Can I teach a robot to replicate a line art
Raghav BV, Subham Kumar, Vinay P Namboodiri
(PDF) (arXiv) (code coming soon…)
Figure 1: Left to Right. An artist drawing; digital copy of the drawing; segmented version; drawing by a CNC plotter.
- How to cite
@inproceedings{RKN19, title = {Can {I} teach a robot to replicate a line art}, booktitle = {2020 IEEE Winter Conference on Applications of Computer Vision (WACV)}, author = {Venkataramaiyer, Raghav B. and Kumar, Subham and Namboodiri, Vinay P}, year = {2020}, pages = {1922-1930}, doi = { } }
- Abstract
Line art is arguably one of the fundamental and versatile modes of expression. We propose a pipeline for a robot to look at a grayscale line art and redraw it. The key novel elements of our pipeline are: a) we propose a novel task of mimicking line drawings, b) to solve the pipeline we modify the Quick-draw dataset to obtain supervised training for converting a line drawing into a series of strokes c) we propose a multi-stage segmentation and graph interpretation pipeline for solving the problem. The resultant method has also been deployed on a CNC plotter as well as a robotic arm. We have trained several variations of the proposed methods and evaluate these on a dataset obtained from Quick-draw. Through the best methods we observe an accuracy of around 98% for this task, which is a significant improvement over the baseline architecture we adapted from. This therefore allows for deployment of the method on robots for replicating line art in a reliable manner. We also show that while the rule-based vectorization methods do suffice for simple drawings, it fails for more complicated sketches, unlike our method which generalizes well to more complicated distributions.

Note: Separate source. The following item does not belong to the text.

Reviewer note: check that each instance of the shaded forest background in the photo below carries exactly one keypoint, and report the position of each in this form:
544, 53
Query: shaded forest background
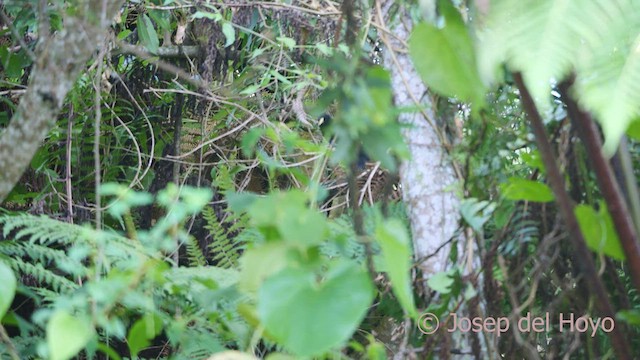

- The Network Architecture
We reinterpret the U-Net architecture with modular blocks for downsampling, upsampling and bottom, as a 4-tuple \((k_1\, k_2\, r\, d)\) for easy parameterization and architecture search.
Figure 2: Reinterpretation of the U-Net architecture.
- Dataset
We take the Quick-draw dataset and synthesise the input as sketches, and output as their segmentation mask.
Figure 3: Top. Samples from the Quick-draw dataset; Bottom. Rendered true labels.
- Qualitative Results
Here is a list of qualitative results. First we compare the quality of our segmentation model against a popular vectorization method.
Figure 4: Comparison of our segmentation (left column) against Favreau’s vectorization (right column). Top to Bottom. A simple line sketch from Favreau’s examples; A simple line sketch from Quick-draw dataset; A complicated hatch pattern with zoomed in details.
Then we show the results of two of our graph interpretation models. The former model uses a set of fixed global parameters, and the latter updates parameters for every edge using feedback from comparison with the input image.
Figure 5: The top row shows the input. The subsequent rows show reconstruction using a graph interpreted from segmentation mask, with values of mask width and threshold \((\beta,\, \tau)\) set as \((2,\, 0.3)\), \((3,\, 0.22)\), \((5,\, 0.2)\), \((7,\, 0.15)\) respectively downwards.
Figure 6: The results of feedback loop in graph interpretation. Rows top to bottom. the input image; naive graph interpretation; interpretation after \(N = 5\) updates; and after \(N = 10\) updates.